A portrait of Gray, right, hangs in the cloakroom behind the Budget Committee meeting room. (Scott J. Ferrell/CQ Roll Call File Photo)
A portrait of Gray, right, hangs in the cloakroom behind the Budget Committee meeting room. (Scott J. Ferrell/CQ Roll Call File Photo)

William H. Gray III, who as House majority whip from 1989 to 1991 was the first African-American ever in the top tier of congressional leadership, died on Monday.

He was 71 and was in London with one of his children to attend the Wimbledon tennis tournament.

A third-generation Baptist minister, Gray unseated a veteran incumbent and fellow Democrat in 1978 to become central Philadelphia’s congressman. He held the seat with ease while advancing in power and prestige until his surprise resignation in the summer of 1991, when he left to take over the United Negro College Fund. During his 13 years in that job, after which he started his own lobbying shop, the fund raised $2.3 billion in scholarship money.

Gray had been elected whip just two years before he left Congress, advancing in a wholesale shakeup of the Democratic House leadership that followed the resignations of Speaker Jim Wright of Texas and Whip Tony Coelho of California in the face of allegations of financial impropriety. A month before Gray quit the Capitol, it was disclosed that the Justice Department was investigating allegations of payroll padding on his staff, but Gray was never implicated.

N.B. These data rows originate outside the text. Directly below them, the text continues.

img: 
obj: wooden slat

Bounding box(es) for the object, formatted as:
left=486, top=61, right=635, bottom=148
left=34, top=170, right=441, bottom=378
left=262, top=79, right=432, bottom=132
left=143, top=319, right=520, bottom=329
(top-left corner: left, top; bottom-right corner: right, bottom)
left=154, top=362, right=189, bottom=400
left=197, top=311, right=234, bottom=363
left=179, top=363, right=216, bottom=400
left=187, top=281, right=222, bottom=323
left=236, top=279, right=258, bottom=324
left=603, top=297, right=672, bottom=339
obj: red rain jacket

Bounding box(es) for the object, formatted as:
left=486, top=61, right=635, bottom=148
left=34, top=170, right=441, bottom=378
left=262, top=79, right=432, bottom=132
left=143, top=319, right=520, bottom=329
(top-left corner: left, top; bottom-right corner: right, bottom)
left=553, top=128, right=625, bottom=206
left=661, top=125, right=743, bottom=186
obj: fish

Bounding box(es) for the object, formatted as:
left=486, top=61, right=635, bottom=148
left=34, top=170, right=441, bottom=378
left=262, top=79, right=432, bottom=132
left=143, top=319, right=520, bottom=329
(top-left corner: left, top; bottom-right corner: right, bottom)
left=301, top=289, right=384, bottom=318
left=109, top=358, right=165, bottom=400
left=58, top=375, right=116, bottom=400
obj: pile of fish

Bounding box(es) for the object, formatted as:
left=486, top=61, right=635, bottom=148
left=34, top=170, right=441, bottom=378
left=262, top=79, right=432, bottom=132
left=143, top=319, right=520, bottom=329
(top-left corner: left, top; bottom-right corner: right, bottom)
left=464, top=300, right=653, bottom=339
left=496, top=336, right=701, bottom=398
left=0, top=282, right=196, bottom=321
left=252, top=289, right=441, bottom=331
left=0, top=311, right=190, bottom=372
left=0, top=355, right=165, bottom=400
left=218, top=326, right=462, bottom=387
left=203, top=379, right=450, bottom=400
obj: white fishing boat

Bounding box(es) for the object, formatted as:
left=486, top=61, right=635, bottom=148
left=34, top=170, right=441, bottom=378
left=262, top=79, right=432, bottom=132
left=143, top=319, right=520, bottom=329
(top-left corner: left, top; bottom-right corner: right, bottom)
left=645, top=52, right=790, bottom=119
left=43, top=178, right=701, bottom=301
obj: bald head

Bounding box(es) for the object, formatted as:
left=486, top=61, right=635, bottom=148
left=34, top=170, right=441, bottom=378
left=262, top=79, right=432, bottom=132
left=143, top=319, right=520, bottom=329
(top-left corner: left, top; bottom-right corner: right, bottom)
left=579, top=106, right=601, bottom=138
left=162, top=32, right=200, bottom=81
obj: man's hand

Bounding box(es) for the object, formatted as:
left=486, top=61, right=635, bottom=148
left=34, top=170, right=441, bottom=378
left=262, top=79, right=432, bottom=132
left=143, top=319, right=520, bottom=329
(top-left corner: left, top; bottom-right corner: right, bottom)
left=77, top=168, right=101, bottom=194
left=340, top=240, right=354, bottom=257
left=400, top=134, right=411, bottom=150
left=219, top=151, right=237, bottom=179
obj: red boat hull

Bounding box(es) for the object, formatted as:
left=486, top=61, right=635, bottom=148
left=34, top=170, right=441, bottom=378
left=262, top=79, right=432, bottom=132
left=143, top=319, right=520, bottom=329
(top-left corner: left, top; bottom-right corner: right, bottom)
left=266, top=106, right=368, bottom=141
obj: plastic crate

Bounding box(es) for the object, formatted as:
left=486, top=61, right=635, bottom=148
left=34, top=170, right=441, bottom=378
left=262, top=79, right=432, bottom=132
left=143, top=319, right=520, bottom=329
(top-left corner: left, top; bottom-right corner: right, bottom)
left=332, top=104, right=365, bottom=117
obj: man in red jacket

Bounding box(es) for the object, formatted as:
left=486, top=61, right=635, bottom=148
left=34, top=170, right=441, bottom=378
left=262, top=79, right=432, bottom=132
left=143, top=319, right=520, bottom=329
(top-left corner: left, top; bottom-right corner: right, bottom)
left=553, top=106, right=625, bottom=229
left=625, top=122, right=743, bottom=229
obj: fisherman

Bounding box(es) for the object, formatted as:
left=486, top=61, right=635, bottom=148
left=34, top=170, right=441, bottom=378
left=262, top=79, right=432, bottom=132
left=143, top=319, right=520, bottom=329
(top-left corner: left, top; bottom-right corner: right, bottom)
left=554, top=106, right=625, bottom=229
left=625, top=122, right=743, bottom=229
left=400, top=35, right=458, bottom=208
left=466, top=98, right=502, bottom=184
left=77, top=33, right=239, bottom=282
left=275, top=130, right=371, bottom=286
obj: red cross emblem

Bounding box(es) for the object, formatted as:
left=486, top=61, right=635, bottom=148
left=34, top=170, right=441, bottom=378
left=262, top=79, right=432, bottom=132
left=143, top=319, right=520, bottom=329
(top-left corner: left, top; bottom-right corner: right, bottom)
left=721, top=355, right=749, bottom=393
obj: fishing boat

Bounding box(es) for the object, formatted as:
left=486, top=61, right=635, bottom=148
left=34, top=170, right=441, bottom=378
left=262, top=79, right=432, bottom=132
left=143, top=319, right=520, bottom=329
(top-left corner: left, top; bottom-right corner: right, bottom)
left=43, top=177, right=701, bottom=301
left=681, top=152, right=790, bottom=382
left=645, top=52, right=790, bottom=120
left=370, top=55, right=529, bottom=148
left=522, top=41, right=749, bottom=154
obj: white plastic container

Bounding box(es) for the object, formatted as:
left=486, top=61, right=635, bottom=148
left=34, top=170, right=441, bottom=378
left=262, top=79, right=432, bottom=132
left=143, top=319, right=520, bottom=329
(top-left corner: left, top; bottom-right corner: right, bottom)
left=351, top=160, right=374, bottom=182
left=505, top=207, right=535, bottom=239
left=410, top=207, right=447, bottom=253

Before becoming whip, the No. 3 job in the majority hierarchy, Gray had been chairman of the Democratic Caucus for only six months. Before that, he spent four years as chairman of the Budget Committee, where he was an instrumental player in the development of the sweeping deficit reduction deal in which President George Bush broke his “read my lips” pledge and agreed to tax increases.

Gray’s signature legislative achievement was enactment of the economic sanctions against South Africa toward the end of the apartheid era. As a member of Appropriations, he was also credited with boosting federal spending on public housing in Philadelphia and with the revitalization of Amtrak’s 30th Street Station.

But Gray’s operating style in the House was to steer away, as often than not, from the sorts of urban and poverty-fighting issues that were the traditional priorities of Congressional Black Caucus members. In fact, when he chaired Budget he came under considerable criticism that he’d spurned those sorts of issues. Instead of concentrating his work inside the CBC network, he became a power player by forming alliances with members of the caucus of centrist Southerners that was then big enough to hold the balance of power in the House.